Arteriosclerosis Thrombosis and Vascular Biology ◽

10.1161/atvb.36.suppl_1.403 ◽

2016 ◽

Vol 36 (suppl_1) ◽

Author(s):

Coen van Solingen ◽

Elizabeth J Hennessy ◽

Mireille Ouimet ◽

Kaitlyn Rinehold ◽

Maryem Hussein ◽

...

Keyword(s):

Cholesterol Efflux ◽

Target Genes ◽

Hdl Cholesterol ◽

Cholesterol Homeostasis ◽

Competing Endogenous Rna ◽

Cellular Cholesterol ◽

Expression Of Genes ◽

Non Coding Rna ◽

Non Coding Rnas ◽

X Receptors

The discovery of microRNAs (miRNA) targeting gene pathways involved in HDL and LDL metabolism illuminated the potent role of non-coding RNAs in the regulation of cholesterol homeostasis. Long non-coding RNAs (lncRNA) have also been identified as crucial regulators of gene expression; however, few have been fully characterized. Here we report a novel human lncRNA, CHROME (Cholesterol Homeostasis Regulator Of MicroRNA Expression), that functions as a competing endogenous RNA to regulate cellular cholesterol homeostasis. We show that CHROME has 7 broadly expressed variants that are transcriptionally regulated by the cholesterol-sensing liver X receptors. Computational analyses revealed that CHROME harbors binding sites for multiple (11) miRNAs involved in cholesterol homeostasis, including miR-27b and miR-33a/b, which function as hubs controlling the expression of genes involved in cholesterol efflux and HDL metabolism. Using CHROME knock-down and overexpression, we demonstrate that CHROME acts as a ‘miRNA sponge’ that sequesters these miRNAs, limiting their ability to repress target genes, including ABCA1, OSBPL6 and ANGPTL3. Consistent with this, we show that overexpression of CHROME increases cholesterol efflux, whereas its silencing reduces cholesterol efflux from primary human hepatocytes and macrophages.
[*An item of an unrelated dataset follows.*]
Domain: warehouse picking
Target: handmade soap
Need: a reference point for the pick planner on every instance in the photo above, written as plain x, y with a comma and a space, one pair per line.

As hepatic cholesterol efflux via ABCA1 plays a central role in HDL biogenesis, we investigated the relationship of CHROME to its miRNA targets and plasma levels of HDL cholesterol in liver samples from a cohort of 200 healthy individuals. This analysis showed that CHROME is inversely correlated with miR-27b and miR-33a/b levels, and positively correlated with levels of their target genes and plasma HDL cholesterol. Collectively, these findings identify CHROME as a key regulatory component of the non-coding RNA circuitry that controls cellular cholesterol efflux and plasma HDL levels in humans.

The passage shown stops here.